We had breakfast at Kelly's this morning and then took the doggies for a walk downtown. After a stop at the library, we hung out on the common for a while for a Stop Sprawl Mart demonstration. Walmart wants to abandon their current location and build a new building to house a Super Walmart. I heard a few people speak, including our state representative Ellen Story. She made a variety of good points about why one should oppose Walmart in general and this Super WalMart in particular.
Going to a demonstration gave me a good (or at least funny) idea. We esperantists should get a few people together -- three or four -- and brings signs in Esperanto. We could position ourselves where the crowd is thickest and get someone to take a picture of the crowd with the signs over their heads to make it look like there's a big crowd of esperantists protesting.
I got sick of seeing all the spam in the Global Voices wiki pages, so I did some searches to come up with lists of pages that were spammed and despammed a dozen pages or so. It's not a battle one can really win, but I used 45 minutes or so and rolled back a bunch of spam anyway. It's interesting the approaches that different spammers take. A bunch of them include HTML wrappers to try to make the garbage they post invisible. Some of them destroy the content of the page while others leave it alone. Some overwrite competitors' blocks of links while others append their's within an existing block, if it's there.

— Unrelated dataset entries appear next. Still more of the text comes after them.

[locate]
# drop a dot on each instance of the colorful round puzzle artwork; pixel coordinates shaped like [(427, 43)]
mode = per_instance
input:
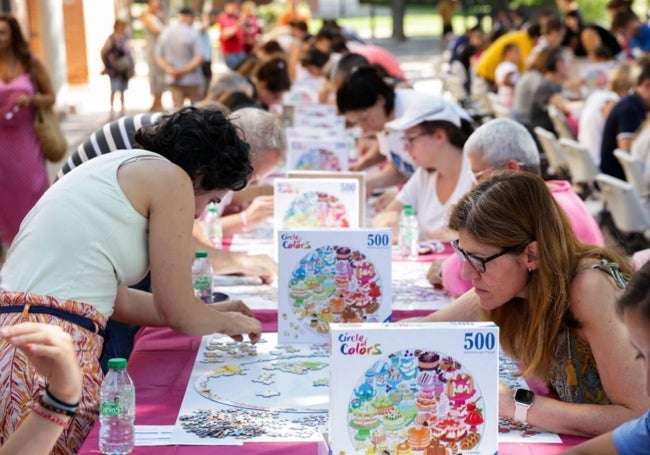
[(334, 284), (318, 160), (422, 399), (316, 209)]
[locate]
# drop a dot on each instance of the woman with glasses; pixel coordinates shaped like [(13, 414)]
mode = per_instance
[(433, 133), (24, 85), (553, 299)]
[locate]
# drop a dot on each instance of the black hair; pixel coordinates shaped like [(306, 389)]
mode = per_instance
[(362, 88), (204, 143), (274, 73), (622, 18), (237, 100), (346, 64), (637, 293), (315, 57), (644, 73), (300, 25)]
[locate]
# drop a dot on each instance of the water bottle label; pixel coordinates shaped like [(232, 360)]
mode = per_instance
[(111, 409), (202, 282)]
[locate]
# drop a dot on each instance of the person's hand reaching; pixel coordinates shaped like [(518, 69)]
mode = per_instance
[(51, 351)]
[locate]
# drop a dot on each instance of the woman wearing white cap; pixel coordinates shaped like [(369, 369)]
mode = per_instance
[(433, 132)]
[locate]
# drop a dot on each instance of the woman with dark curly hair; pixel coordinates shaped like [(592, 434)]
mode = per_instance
[(98, 230), (272, 81)]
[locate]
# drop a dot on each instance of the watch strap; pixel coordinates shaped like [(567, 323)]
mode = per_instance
[(521, 412)]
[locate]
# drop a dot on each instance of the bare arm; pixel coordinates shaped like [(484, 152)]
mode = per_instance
[(164, 192), (464, 308), (388, 176), (259, 210), (624, 142), (225, 262), (592, 301)]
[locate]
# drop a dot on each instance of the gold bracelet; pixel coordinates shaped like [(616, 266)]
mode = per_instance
[(50, 417)]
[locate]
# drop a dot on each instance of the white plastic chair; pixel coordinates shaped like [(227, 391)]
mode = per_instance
[(454, 81), (498, 109), (620, 199), (552, 149), (633, 170), (581, 164), (560, 123)]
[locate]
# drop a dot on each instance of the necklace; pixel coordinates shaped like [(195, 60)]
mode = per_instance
[(9, 71)]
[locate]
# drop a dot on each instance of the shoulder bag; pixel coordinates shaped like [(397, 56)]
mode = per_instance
[(50, 136)]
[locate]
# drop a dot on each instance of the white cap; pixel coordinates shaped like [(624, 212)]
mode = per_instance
[(428, 108)]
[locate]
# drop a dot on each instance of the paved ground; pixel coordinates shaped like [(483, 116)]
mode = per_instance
[(87, 106)]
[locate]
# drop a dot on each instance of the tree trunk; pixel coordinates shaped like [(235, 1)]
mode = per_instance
[(399, 9)]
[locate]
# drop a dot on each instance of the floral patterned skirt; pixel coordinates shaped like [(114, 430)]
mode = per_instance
[(21, 385)]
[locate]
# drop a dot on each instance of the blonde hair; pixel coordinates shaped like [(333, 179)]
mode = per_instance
[(510, 210), (248, 8)]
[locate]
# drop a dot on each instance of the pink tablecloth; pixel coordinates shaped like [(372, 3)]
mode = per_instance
[(160, 366)]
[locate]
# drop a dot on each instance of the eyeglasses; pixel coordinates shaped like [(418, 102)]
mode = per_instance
[(410, 139), (479, 175), (476, 262)]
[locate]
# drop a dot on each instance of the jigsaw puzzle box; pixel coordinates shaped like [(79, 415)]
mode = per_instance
[(414, 388), (331, 275)]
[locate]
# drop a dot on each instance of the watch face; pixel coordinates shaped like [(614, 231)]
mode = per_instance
[(524, 396)]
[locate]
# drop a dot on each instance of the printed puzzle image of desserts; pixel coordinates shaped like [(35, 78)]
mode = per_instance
[(318, 159), (416, 401), (316, 209), (334, 284)]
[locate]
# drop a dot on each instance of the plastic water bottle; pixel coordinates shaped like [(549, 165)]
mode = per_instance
[(117, 410), (202, 276), (408, 233), (212, 227)]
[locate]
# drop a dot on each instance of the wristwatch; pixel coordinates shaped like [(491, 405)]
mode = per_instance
[(523, 400)]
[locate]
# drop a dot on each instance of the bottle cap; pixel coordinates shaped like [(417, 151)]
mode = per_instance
[(117, 363)]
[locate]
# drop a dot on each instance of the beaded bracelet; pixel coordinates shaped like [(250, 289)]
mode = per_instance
[(50, 417), (244, 221), (59, 402), (54, 408)]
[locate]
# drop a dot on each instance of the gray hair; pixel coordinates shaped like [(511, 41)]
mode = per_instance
[(263, 131), (501, 140), (229, 82)]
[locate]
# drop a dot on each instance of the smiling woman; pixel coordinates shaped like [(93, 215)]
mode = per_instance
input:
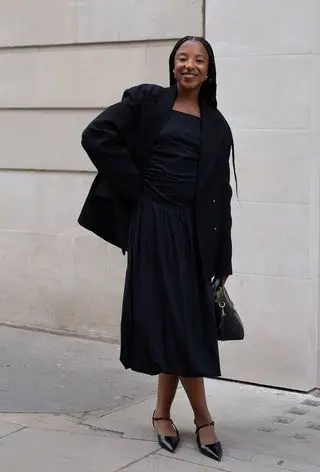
[(163, 195)]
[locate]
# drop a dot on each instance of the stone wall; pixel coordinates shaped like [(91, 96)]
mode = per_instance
[(61, 62), (269, 65)]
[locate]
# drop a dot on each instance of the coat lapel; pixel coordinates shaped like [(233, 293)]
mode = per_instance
[(211, 143), (154, 116)]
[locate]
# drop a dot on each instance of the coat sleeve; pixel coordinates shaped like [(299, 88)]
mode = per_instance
[(108, 141), (224, 250)]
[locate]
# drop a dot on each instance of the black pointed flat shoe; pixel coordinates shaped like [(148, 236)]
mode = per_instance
[(214, 451), (169, 443)]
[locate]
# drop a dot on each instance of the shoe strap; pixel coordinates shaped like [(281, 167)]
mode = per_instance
[(161, 418), (164, 418), (204, 426)]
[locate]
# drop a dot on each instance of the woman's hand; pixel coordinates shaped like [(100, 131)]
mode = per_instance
[(224, 279)]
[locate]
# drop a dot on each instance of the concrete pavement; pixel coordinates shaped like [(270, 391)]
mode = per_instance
[(262, 430)]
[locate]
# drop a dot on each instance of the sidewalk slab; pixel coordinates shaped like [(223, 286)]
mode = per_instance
[(160, 463), (7, 429), (48, 451), (265, 427)]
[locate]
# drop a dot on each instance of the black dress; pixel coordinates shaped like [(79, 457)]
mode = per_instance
[(168, 320)]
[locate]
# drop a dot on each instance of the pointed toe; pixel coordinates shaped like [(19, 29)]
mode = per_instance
[(169, 443), (214, 451)]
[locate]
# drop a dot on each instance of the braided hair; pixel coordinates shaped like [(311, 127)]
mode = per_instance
[(209, 87)]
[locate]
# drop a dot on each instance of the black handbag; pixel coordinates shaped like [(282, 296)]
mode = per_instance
[(229, 324)]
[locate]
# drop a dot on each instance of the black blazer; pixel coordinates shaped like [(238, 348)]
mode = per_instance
[(119, 142)]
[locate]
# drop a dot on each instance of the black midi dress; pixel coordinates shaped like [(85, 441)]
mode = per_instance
[(168, 323)]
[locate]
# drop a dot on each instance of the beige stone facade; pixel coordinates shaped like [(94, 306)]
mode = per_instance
[(61, 62), (269, 67)]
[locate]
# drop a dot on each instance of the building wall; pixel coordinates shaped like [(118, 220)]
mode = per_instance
[(268, 64), (60, 64)]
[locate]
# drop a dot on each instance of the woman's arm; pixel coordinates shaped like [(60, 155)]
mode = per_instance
[(224, 251), (108, 141)]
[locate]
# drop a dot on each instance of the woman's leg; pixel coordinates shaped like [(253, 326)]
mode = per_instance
[(167, 387), (195, 391)]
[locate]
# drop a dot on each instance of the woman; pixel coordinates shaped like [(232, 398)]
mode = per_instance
[(162, 193)]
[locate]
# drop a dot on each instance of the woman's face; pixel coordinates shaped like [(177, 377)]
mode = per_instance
[(191, 65)]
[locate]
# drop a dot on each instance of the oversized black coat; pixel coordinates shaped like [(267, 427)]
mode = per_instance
[(120, 141)]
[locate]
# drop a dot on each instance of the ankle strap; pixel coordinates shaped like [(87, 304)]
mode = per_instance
[(204, 426), (161, 418)]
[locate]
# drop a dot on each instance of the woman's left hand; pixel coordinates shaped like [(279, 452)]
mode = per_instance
[(224, 279)]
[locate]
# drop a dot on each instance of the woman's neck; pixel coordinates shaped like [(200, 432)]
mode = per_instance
[(190, 96)]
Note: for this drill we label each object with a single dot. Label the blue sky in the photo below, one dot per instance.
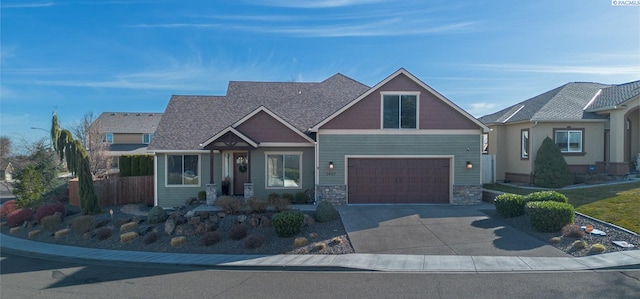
(132, 55)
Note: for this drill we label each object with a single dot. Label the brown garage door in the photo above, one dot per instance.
(402, 180)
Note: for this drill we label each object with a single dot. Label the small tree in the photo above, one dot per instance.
(550, 168)
(29, 187)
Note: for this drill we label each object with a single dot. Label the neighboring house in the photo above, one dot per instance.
(125, 133)
(6, 171)
(399, 141)
(596, 126)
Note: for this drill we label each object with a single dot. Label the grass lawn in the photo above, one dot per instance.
(618, 204)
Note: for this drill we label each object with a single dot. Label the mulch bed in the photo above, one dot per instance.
(331, 234)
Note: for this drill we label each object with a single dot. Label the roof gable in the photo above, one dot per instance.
(563, 103)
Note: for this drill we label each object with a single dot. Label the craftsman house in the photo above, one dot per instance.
(399, 141)
(596, 126)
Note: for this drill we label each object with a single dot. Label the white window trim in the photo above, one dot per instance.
(166, 170)
(106, 139)
(144, 135)
(569, 132)
(266, 169)
(400, 93)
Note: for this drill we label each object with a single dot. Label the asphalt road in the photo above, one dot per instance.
(23, 277)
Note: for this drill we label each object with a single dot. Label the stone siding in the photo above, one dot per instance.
(467, 194)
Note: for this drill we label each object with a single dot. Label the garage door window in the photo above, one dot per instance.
(399, 111)
(283, 170)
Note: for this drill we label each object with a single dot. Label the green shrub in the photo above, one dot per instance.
(51, 222)
(550, 168)
(509, 205)
(281, 204)
(549, 216)
(49, 209)
(202, 195)
(157, 215)
(301, 198)
(325, 212)
(287, 223)
(546, 196)
(19, 216)
(103, 233)
(257, 205)
(238, 231)
(572, 231)
(229, 204)
(83, 224)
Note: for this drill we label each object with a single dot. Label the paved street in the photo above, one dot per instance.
(32, 278)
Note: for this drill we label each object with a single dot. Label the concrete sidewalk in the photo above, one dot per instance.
(349, 262)
(437, 230)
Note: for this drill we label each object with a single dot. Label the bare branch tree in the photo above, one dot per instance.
(89, 133)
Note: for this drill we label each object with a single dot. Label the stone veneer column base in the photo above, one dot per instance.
(212, 190)
(248, 190)
(335, 194)
(467, 194)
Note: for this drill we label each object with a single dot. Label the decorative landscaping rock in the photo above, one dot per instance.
(185, 230)
(178, 241)
(169, 226)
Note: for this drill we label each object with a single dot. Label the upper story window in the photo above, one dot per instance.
(569, 141)
(524, 144)
(108, 137)
(146, 138)
(400, 111)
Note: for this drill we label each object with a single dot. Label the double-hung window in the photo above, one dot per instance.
(399, 111)
(108, 137)
(146, 138)
(284, 170)
(569, 141)
(183, 170)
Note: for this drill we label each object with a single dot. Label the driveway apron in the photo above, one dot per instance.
(437, 230)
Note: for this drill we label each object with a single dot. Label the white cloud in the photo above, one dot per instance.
(563, 69)
(27, 5)
(315, 3)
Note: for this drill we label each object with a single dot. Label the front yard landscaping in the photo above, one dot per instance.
(618, 204)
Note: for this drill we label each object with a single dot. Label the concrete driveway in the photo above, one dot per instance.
(437, 230)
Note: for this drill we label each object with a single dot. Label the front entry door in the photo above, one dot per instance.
(240, 172)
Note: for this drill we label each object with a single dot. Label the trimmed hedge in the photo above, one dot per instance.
(287, 223)
(509, 205)
(546, 196)
(549, 216)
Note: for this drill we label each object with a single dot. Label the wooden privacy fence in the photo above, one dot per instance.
(115, 190)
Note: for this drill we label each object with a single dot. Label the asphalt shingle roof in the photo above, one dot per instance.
(191, 120)
(615, 95)
(566, 102)
(128, 122)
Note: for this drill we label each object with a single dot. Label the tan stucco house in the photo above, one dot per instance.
(596, 126)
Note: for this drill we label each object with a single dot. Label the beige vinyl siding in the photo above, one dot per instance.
(334, 147)
(127, 138)
(176, 196)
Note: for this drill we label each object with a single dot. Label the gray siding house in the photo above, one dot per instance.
(399, 141)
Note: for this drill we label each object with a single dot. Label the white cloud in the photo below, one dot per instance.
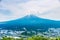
(36, 7)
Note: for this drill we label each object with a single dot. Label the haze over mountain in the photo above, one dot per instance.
(31, 22)
(14, 9)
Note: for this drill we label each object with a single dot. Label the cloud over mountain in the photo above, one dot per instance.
(20, 8)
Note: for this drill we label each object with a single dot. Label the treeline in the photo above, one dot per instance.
(36, 37)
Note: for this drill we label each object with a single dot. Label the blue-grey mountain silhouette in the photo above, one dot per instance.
(30, 22)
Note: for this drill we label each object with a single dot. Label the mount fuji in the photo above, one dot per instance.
(30, 22)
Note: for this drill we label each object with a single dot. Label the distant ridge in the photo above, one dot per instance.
(30, 22)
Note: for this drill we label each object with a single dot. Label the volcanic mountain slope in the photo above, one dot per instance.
(30, 22)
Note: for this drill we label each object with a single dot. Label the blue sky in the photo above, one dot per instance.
(13, 9)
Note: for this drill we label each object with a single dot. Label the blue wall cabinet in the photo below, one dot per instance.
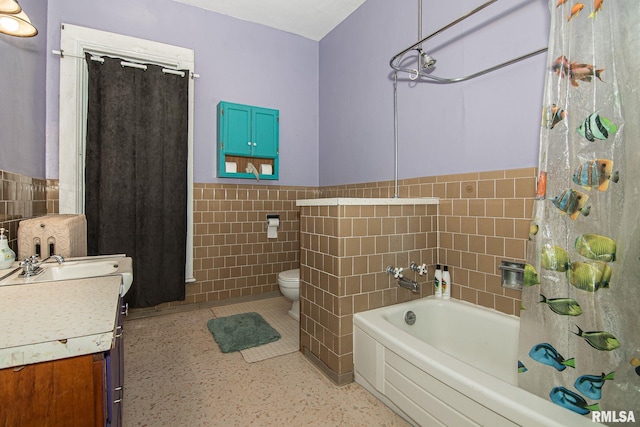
(247, 134)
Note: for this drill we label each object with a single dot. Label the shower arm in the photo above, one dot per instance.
(418, 73)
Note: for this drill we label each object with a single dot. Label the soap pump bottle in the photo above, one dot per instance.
(437, 282)
(446, 283)
(7, 256)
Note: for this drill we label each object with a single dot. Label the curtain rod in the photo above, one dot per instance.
(418, 73)
(61, 54)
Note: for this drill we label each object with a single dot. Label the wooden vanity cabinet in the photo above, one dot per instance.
(81, 391)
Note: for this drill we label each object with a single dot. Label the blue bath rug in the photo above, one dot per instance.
(241, 331)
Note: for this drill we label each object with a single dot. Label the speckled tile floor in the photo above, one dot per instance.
(175, 375)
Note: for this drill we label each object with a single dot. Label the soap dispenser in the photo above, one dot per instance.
(7, 256)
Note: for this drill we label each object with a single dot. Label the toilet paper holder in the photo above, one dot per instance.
(273, 217)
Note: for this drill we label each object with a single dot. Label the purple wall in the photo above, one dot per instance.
(489, 123)
(237, 61)
(335, 97)
(22, 106)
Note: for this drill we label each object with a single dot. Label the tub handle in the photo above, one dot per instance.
(512, 266)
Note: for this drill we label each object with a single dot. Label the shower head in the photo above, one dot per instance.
(427, 61)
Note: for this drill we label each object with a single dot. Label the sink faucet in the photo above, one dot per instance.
(412, 285)
(31, 266)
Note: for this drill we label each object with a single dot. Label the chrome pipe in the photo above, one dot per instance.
(395, 134)
(419, 73)
(446, 27)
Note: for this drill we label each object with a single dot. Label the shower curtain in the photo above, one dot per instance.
(580, 315)
(136, 174)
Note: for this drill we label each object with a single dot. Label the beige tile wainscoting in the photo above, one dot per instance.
(483, 219)
(345, 248)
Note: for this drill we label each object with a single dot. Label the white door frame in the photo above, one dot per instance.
(75, 41)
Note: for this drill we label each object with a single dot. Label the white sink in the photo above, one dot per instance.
(81, 268)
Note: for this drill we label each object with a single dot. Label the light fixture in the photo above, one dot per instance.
(10, 7)
(14, 21)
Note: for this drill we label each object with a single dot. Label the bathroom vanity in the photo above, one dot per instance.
(61, 358)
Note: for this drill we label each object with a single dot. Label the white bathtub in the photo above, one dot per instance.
(456, 366)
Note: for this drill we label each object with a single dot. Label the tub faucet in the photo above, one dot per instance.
(412, 285)
(31, 266)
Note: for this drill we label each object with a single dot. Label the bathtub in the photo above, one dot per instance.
(455, 366)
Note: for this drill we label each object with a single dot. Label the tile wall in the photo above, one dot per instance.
(344, 254)
(484, 218)
(232, 255)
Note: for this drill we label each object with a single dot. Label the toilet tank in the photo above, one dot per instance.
(62, 234)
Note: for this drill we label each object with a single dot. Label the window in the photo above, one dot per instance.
(75, 42)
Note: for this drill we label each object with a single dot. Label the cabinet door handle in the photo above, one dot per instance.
(121, 394)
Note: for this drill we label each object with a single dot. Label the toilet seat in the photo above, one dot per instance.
(289, 278)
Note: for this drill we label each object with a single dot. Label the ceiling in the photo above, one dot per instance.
(312, 19)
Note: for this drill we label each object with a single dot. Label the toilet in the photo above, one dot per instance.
(289, 282)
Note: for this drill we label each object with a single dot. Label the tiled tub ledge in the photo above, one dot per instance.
(355, 201)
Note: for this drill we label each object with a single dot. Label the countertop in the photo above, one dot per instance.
(54, 320)
(349, 201)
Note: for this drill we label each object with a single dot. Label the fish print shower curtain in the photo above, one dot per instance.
(580, 317)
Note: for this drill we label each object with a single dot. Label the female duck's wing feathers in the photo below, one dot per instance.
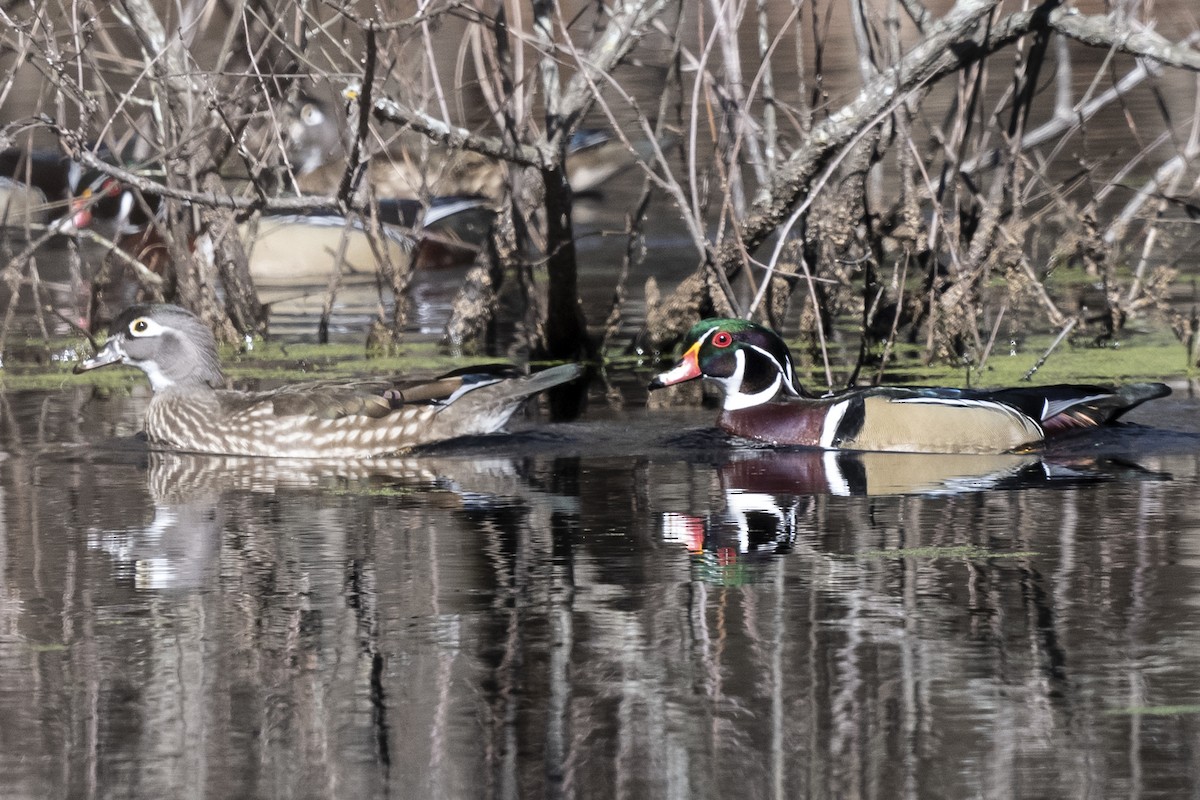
(381, 398)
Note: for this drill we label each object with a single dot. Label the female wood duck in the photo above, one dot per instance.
(190, 409)
(763, 401)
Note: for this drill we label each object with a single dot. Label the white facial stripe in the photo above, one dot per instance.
(159, 380)
(126, 209)
(833, 419)
(736, 398)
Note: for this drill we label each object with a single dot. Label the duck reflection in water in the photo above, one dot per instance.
(769, 494)
(198, 500)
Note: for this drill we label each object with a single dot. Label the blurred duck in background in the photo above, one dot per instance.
(35, 185)
(316, 134)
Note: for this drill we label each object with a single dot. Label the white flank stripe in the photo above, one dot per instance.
(833, 419)
(834, 477)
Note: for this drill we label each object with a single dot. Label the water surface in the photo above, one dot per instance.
(628, 606)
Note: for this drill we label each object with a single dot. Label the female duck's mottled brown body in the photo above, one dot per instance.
(191, 410)
(762, 401)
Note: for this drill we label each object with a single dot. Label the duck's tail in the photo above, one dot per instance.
(487, 407)
(1098, 409)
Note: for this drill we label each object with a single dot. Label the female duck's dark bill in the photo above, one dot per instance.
(106, 355)
(687, 370)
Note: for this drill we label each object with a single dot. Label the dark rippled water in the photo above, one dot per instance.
(628, 606)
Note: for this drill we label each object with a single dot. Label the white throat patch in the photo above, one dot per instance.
(735, 398)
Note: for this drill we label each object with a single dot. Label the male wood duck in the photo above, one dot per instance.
(763, 401)
(190, 409)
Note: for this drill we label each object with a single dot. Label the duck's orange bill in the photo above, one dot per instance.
(687, 370)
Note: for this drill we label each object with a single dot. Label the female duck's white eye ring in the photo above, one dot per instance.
(144, 326)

Ethan wrote a bit on his blog about how tall the stack of pages would be if you printed out the whole wikipedia and lamenting a bit how small the contributions have been so far in African languages. I commented about the vikipedio which is at nearly 30,000 entries (Ethan estimates it would be a stack of pages only a meter high -- you could practically carry it around with you.) We were both surprised to see that the Ido wikipedia has more than 10,000 entries. Phil wondered why it was so big and, upon examining it, decided it was from creating a huge number of short pages with place-names. Over a 50 minute period, one guy entered a set of entries like
Ruleville, Mississippi; Rosedale, Mississippi; Rolling Fork; Mississippi, Ripley, Mississippi; Ridgeland, Mississippi; Richland, Mississippi; Raymond, Mississippi; Quitman, Mississippi; Purvis, Mississippi; Port Gibson, Mississippi; Poplarville, Mississippi; Pontotoc, Mississippi; Philadelphia, Mississippi; Petal, Mississippi; Pass Christian, Mississippi
I wonder how often an Ido speaker will go to the internet and look for a page about "Pass Christian, Mississippi" and shout "Eureka" (or whatever Idists shout) when he finds that the Ido "Wikipedio" has just what's he's looking for, with sections on Geografio, Historio, Demografio, Altri, and Extera ligili.
Of the 500 last entries in the Ido wikipedio, 324 were by the one guy who's been focusing on some list of place names. Another 142 are by another guy who's working his way through some different list of words. They've put in a huge amount of work.